= 20th Century Coyote =

English Comedy Group

20th Century Coyote was an English comedy group noted for first uniting Adrian Edmondson and Rik Mayall. Formed by Lloyd Peters in March 1976 whilst studying B.A. Drama at Manchester University, this improvisatory character-led comedy troupe was to become the resident company at the Band on the Wall music venue in Manchester. Peters recruited fellow drama student Rik Mayall principally because they shared the same off-beat humour – anarchic slapstick mixed with a large dose of Monty Python's Flying Circus. Two further drama students were recruited from the year below, and, in October 1976, Adrian Edmondson joined, to appear in Coyote's first improv-based comedy entitled "Dead Funny" (1976). Six other shows followed before an Edinburgh Festival Fringe spin-off. The 40-minute live shows were self-contained narratives based on standard comedy templates, modified by improvisation and re-improvised in performance. The shows were often loud, crude and grotesque.
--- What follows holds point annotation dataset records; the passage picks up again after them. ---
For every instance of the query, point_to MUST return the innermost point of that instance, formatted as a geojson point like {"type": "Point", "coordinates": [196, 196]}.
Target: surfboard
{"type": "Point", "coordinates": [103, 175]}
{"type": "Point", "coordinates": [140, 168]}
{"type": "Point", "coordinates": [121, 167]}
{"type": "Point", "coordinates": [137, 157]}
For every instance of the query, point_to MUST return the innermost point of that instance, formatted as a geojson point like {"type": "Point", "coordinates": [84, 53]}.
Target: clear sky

The group was important in that its techniques and the lasting influence of character-led sketch and "improv" comedy helped shape a distinctive brand of "alternative comedy" in the 1970s and 1980s that would come to dominate the comedy mainstream.
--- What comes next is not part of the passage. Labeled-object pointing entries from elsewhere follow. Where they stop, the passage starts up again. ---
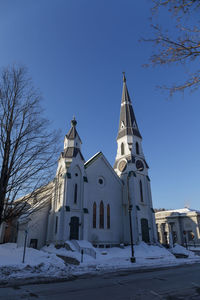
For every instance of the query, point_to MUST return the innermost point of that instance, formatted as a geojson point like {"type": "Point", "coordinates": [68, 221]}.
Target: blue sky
{"type": "Point", "coordinates": [75, 51]}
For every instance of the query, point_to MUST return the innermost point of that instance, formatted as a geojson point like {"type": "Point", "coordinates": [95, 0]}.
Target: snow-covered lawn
{"type": "Point", "coordinates": [37, 263]}
{"type": "Point", "coordinates": [45, 263]}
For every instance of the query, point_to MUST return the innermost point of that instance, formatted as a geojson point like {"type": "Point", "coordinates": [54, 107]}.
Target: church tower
{"type": "Point", "coordinates": [131, 167]}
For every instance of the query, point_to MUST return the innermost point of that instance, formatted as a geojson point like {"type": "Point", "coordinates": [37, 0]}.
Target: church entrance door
{"type": "Point", "coordinates": [74, 228]}
{"type": "Point", "coordinates": [145, 230]}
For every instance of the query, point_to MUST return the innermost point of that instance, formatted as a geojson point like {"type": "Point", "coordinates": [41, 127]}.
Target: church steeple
{"type": "Point", "coordinates": [129, 139]}
{"type": "Point", "coordinates": [72, 142]}
{"type": "Point", "coordinates": [127, 123]}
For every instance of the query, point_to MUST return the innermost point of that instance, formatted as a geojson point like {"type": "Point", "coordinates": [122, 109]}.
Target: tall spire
{"type": "Point", "coordinates": [127, 123]}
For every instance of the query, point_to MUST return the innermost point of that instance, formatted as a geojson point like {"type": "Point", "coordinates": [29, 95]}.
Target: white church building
{"type": "Point", "coordinates": [94, 201]}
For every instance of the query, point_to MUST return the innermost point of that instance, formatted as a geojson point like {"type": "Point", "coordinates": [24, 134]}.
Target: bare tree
{"type": "Point", "coordinates": [28, 150]}
{"type": "Point", "coordinates": [182, 45]}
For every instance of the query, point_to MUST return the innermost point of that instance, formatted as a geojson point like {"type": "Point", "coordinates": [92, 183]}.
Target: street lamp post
{"type": "Point", "coordinates": [130, 206]}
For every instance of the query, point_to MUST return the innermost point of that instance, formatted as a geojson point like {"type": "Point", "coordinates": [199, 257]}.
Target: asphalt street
{"type": "Point", "coordinates": [173, 283]}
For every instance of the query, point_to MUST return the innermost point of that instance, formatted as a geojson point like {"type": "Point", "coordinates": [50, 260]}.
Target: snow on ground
{"type": "Point", "coordinates": [37, 263]}
{"type": "Point", "coordinates": [45, 263]}
{"type": "Point", "coordinates": [177, 249]}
Mayall asked Edmondson if he would be interested in joining. Mayall recalls: "he had a bit of a reputation in our year as the actor". Edmondson's reply was: "well, I'll have to have a contract, luv". Mayall wrote out a contract during the seminar saying: "I promise it will be horrible and nothing will ever go right. La de da. Rik Mayall".
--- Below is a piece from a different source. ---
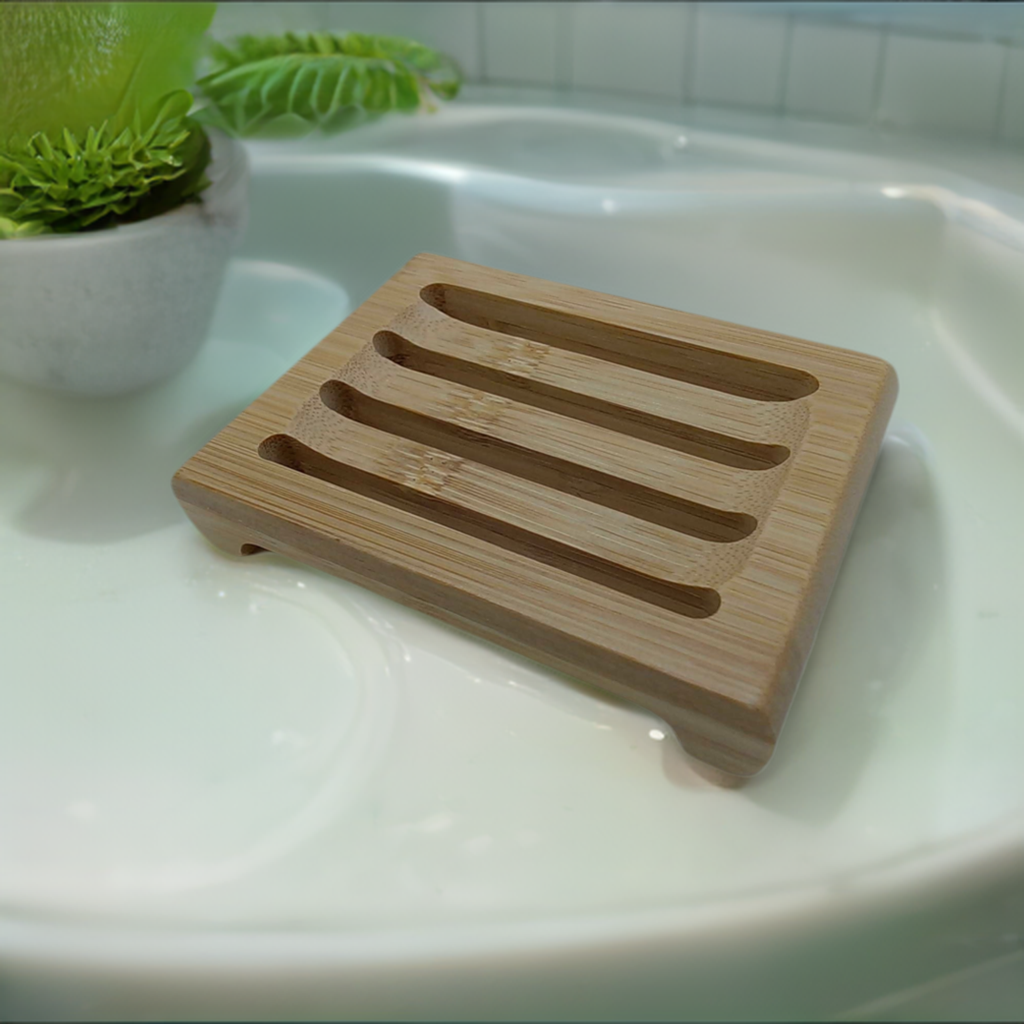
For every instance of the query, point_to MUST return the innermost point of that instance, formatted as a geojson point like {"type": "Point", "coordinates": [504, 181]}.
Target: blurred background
{"type": "Point", "coordinates": [935, 69]}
Although the group initially had five members, by the time "20th Century Coyote" began appearing at The Comedy Store in London, it had become a double act with just Edmondson and Mayall. This double act became something of a blueprint for their later careers, with slapstick violence, crude humour and eccentric characters. As The Comedy Store and "20th Century Coyote" grew in popularity, Edmondson and Mayall broke away, along with Alexei Sayle, "The Outer Limits", French and Saunders, and Arnold Brown to set up their own comedy club, The Comic Strip. Here, still working as "20th Century Coyote", Edmondson and Mayall gained the attention of television producers and went on to work on The Comic Strip Presents... and The Young Ones.

Although Edmondson and Mayall did not subsequently use the title "20th Century Coyote" for their partnership, its style was reflected heavily in The Young Ones and Bottom. In the mid-1980s, Edmondson and Mayall appeared in Saturday Live with a similar act under the title "The Dangerous Brothers".
Rik starred in Lloyd Peters' BBC Radio 4 comedy-drama 'A Higher Education' (2000, repeated regularly) where he plays 'Don Crookfield' the Head of a failing University Performance Department.